Little has been published regarding the role of endoscopic therapy in acute lower gastrointestinal bleeding (haematochezia) in contrast with the almost universal adoption of endoscopic methods of achieving haemostasis for upper gastrointestinal bleeding. The authors examined the role of such intervention for acute colonic diverticular haemorrhage.
Two prospective studies of patients admitted to two centres with severe haematochezia and diverticulosis, all of whom underwent urgent colonoscopy (within 6–12 hours of admission) after cleansing the bowel. The first study was of 73 patients from 1986–1992 and those who rebled after diagnostic colonoscopy underwent hemicolectomy. The second study included 48 cases, studied from 1994 to 1998, who underwent endoscopic haemostatic interventions if active bleeding from diverticular disease was found. Bowel cleansing was by the oral or nasogastric route, using 5–6 litres of purge over 3–4 hours, followed within an hour by colonoscopy at the bedside under conscious sedation. Cases without evidence of diverticular disease were excluded from the study.

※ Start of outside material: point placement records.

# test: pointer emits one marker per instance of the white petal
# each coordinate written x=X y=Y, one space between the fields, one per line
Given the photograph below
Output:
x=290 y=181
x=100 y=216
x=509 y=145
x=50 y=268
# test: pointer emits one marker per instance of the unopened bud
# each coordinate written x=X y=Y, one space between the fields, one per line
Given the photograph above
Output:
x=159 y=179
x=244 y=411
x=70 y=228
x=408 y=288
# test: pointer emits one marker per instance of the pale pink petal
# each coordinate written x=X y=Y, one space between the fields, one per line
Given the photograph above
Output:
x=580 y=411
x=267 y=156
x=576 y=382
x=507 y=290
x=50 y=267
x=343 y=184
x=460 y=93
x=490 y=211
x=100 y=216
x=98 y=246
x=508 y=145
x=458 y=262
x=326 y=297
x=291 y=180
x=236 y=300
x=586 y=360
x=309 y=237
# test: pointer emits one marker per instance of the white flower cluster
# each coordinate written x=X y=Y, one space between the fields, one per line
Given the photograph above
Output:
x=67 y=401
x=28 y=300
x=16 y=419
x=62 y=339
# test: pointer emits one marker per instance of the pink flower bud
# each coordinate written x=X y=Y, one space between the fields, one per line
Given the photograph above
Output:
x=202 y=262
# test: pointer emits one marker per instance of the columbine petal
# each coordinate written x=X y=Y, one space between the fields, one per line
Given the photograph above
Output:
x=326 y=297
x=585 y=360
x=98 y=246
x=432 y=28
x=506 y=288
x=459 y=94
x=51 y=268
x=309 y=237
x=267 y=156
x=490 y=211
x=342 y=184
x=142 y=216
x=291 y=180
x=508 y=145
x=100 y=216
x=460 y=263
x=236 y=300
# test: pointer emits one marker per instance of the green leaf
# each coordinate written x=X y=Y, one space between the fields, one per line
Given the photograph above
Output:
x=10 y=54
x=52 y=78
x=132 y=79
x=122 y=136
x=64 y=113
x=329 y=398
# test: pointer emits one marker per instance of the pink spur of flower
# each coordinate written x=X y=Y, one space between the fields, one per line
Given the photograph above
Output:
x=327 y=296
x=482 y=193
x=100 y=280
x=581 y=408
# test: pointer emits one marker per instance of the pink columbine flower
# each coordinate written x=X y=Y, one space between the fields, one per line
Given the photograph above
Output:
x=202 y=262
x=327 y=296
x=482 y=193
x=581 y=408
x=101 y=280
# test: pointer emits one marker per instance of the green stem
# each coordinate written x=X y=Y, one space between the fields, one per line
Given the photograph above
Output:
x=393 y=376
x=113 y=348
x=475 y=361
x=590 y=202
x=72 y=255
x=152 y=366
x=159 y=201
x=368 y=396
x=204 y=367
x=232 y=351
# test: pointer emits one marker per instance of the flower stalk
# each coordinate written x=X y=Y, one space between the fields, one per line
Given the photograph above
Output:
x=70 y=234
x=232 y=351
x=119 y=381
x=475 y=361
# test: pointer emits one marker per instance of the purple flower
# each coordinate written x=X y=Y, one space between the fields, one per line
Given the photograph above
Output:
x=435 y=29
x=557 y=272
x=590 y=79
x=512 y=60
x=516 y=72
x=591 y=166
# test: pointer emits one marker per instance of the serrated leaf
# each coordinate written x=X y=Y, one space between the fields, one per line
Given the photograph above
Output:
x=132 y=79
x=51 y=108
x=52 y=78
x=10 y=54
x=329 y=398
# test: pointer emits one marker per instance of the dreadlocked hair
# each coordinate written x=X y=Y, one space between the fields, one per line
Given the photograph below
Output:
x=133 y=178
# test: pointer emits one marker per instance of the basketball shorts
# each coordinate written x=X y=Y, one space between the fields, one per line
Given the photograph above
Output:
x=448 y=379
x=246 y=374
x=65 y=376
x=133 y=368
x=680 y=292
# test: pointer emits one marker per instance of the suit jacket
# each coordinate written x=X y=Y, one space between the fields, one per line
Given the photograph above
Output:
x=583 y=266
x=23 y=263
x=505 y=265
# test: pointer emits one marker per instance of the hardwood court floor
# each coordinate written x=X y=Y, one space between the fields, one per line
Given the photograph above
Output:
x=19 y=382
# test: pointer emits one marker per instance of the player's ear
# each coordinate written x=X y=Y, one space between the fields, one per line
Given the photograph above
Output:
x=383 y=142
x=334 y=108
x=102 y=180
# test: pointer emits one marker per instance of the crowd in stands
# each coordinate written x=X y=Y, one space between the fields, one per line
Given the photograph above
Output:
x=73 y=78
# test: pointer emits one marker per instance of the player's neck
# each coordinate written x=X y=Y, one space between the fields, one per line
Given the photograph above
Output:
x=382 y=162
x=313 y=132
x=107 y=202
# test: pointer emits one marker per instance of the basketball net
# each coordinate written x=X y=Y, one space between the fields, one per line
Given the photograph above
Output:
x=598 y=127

Definite signs of acute diverticular haemorrhage were found in 17/73 (23%) of the first study group (diagnostic colonoscopy only), nine rebled, and six underwent hemicolectomy. In contrast with 10/48 of the latter group with definite signs of diverticular haemorrhage, all underwent endoscopic treatment (injection of epinephrine or bipolar coagulation) with no recurrence of bleeding or need for surgery. A definite cause of bleeding was identified in all of the first cohort, most common diagnoses other than diverticular haemorrhage being angioma, cancer, polyps, or ischaemic colitis. In the later cohort, no bleeding lesion was identified in 14/48 cases, other causes of bleeding being similar to the previous study. Patient characteristics, endoscopic stigmata of haemorrhage, and follow up were similar for both groups. Recurrent bleeding after first colonoscopy and median time to discharge was significantly less in the endoscopically treated group. However, numbers were small and great significance cannot be attached to these differences.
Urgent endoscopic and treatment of acute diverticular haemorrhage appears to be a practical and simple method of controlling a significant proportion of patients with lower gastrointestinal haemorrhage. It may well avoid the need for surgery in a predominantly elderly patient group. Further larger randomised trials are required to evaluate this treatment option.